Asked again if he’ll play against the Vikings, Rodgers would not say.

“One day at a time,” Rodgers repeated. “One day at a time.”

Rodgers injured his left knee Sunday night, when it was smooshed beneath Chicago Bears defensive lineman Roy Robertson-Harris. Like Favre, he tried to get off the field under his own power — “You want to walk off the field on your own, so I was trying to get up there and when I put a little weight on my leg, it was definitely painful,” Rodgers said after the game — before stopping and letting the medical staff examine him.

Unlike Favre, he was able to return to the game — Rodgers said team physician Dr. Pat McKenzie told him that he “couldn’t further injure it at the time” — and wound up completing 17 of 23 passes for 273 yards and three touchdowns (152.7 rating) to erase a 20-0 deficit in the Packers’ 24-23 victory.

Rodgers said immediately after the game he would play against the Vikings, but he was unwilling to say that Tuesday. One person who expects him to play? Favre, who marveled at what Rodgers did against the Bears, raving about the performance during his weekly show on SiriusXM NFL Radio.

“You know, with Aaron, it’s one of those things where you go, ‘Just when I think I’ve seen it all,’ and, ‘The guy can’t get any better,’ he, I don’t want to say proves me wrong, (but) I say to myself, ‘Why would I ever doubt him?’” Favre said.

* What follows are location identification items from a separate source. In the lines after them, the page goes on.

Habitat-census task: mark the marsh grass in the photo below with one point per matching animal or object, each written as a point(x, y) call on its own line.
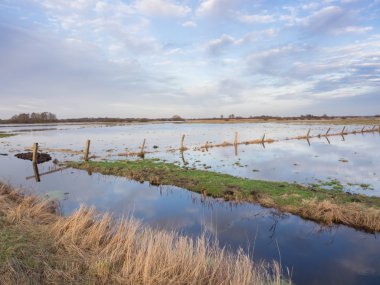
point(360, 211)
point(3, 135)
point(38, 246)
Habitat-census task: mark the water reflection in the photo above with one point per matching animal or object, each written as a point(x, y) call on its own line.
point(345, 256)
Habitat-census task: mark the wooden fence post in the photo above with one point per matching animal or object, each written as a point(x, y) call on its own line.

“When I saw him get hurt, obviously you don’t know. You speculate. When I saw him come back out (after halftime), I knew he would play. And I’ll be honest with you: I didn’t go around the house or call people and say, ‘Oh, this is bad news for Chicago.’ But there was a part of me that said, ‘It’s gone a little too well for Chicago at this point, and everyone’s kind of striking up the band, (but) there’s still a lot of football left.’

“Remember, 12 playing gives you (hope). I don’t care what the rest of the cast is like, to me a great quarterback is one of those guys who can elevate whoever is in the huddle with him and on the sidelines. You just know you got a chance to win no matter what. He has that ability and he’s proven time and time again that he can do that regardless of injury. I mean, the guy’s just good. I mean damn, what else can you say?”

Davis out, Burton in

The Packers claimed cornerback Deante Burton off of waivers from the Atlanta Falcons on and placed wide receiver/kick returner Trevor Davis on injured reserve with the recurring hamstring injury that has been an issue since the offseason. The team also signed cornerback Will Redmond to the practice squad and released safety Marwin Evans from the practice squad.

Burton, who played five snaps on defense in the Falcons’ opener last Thursday night at Philadelphia, is a converted college wide receiver whom the Falcons cut at the final roster reduction, signed to the practice squad and then promoted to the 53-man roster before Atlanta’s loss to the Eagles. The Falcons presumably wanted to get Burton back onto their practice squad if he cleared waivers.

The 6-foot-2, 200-pound Burton spent last season on Atlanta’s practice squad as well after catching 84 passes for 1,085 yards as a receiver at Kansas State.

Davis, who missed most of training camp before taking part in the preseason finale at Kansas City, showed up at Lambeau Field before Sunday night’s game complaining about the hamstring, and coach Mike McCarthy said it became clear after Davis’ pregame workout that he couldn’t play. Running back Ty Montgomery handled kickoff returns and wide receiver Randall Cobb was the punt returner.